The earnings call indicates strong financial performance with a 24% free cash flow margin and an 8% increase in adjusted free cash flow per share. The EX business shows momentum, highlighted by significant deal wins and a strong pipeline. The company's focus on AI and restructuring for efficiency supports growth. Despite some legacy churn, NDR remains robust. Analysts' questions reveal confidence in the company's strategy and execution. Given the market cap of $3.79 billion, the positive sentiment is expected to result in a 2% to 8% stock price increase over the next two weeks.

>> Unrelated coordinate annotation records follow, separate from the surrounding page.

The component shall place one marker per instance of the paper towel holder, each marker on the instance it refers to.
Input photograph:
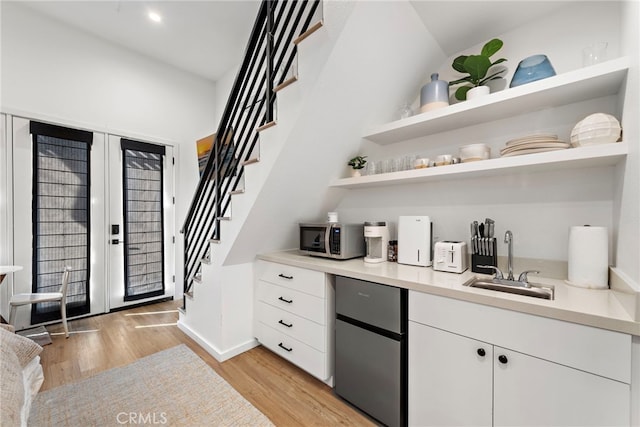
(588, 257)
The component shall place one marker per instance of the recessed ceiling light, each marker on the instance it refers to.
(154, 16)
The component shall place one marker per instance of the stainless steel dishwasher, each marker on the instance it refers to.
(371, 348)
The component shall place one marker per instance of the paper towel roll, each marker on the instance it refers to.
(589, 257)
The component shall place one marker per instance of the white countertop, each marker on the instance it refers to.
(598, 308)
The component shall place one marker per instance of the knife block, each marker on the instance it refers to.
(477, 259)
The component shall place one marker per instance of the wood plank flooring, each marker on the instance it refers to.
(283, 392)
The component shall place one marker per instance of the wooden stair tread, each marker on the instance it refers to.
(266, 126)
(312, 29)
(285, 83)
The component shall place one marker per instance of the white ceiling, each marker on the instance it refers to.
(458, 25)
(208, 37)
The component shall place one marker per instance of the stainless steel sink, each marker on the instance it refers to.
(514, 287)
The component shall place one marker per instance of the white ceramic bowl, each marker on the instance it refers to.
(474, 152)
(598, 128)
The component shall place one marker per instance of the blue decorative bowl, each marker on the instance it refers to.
(536, 67)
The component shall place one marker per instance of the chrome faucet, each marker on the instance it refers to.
(508, 239)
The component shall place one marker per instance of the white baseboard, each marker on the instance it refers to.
(219, 355)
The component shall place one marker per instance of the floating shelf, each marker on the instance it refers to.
(579, 85)
(590, 156)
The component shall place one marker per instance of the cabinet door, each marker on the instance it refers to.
(449, 378)
(535, 392)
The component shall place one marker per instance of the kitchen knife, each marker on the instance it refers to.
(473, 239)
(491, 225)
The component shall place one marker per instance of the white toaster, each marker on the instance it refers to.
(450, 256)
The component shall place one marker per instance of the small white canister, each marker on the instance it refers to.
(589, 257)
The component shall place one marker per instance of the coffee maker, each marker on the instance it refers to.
(376, 235)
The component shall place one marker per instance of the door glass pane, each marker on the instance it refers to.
(143, 228)
(60, 223)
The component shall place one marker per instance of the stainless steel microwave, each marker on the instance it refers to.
(332, 240)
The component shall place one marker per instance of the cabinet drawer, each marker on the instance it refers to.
(303, 280)
(602, 352)
(302, 329)
(306, 357)
(300, 303)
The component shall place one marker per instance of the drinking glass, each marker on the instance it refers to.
(594, 54)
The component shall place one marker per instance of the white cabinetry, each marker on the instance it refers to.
(294, 316)
(474, 365)
(592, 82)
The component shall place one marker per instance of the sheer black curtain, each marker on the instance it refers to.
(61, 216)
(143, 219)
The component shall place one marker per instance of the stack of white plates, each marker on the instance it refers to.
(533, 144)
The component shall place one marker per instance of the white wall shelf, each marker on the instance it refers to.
(589, 156)
(585, 83)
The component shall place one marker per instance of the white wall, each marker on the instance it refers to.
(627, 191)
(538, 208)
(55, 73)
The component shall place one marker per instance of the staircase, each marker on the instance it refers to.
(261, 177)
(269, 66)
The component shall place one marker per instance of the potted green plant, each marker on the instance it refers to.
(477, 67)
(357, 163)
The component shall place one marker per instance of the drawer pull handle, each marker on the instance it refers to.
(288, 325)
(285, 348)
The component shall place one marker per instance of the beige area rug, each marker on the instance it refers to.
(171, 388)
(39, 335)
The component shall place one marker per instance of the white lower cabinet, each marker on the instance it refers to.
(450, 383)
(535, 392)
(293, 316)
(460, 380)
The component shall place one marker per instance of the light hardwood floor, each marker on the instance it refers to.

The earnings call reflects strong financial performance, with 12-14% revenue growth and optimistic guidance for 2026, including GAAP profitability. Freddy AI's growth and strategic investments indicate positive business momentum. However, the lack of specific guidance on certain elements and conservative expectations slightly dampen the sentiment. Overall, the market is likely to react positively, with a potential stock price increase of 2% to 8%.
The earnings call highlights solid financial metrics, including 14% YoY revenue growth and a 27% free cash flow margin, indicating operational discipline. The Q&A reveals positive sentiment towards AI and EX product growth, with strategic investments for future expansion. Despite no buyback expansion, the focus on M&A and reinvestment is seen positively. While management was vague on some specifics, the overall tone and strategic direction suggest a positive market reaction, especially given the company's market cap.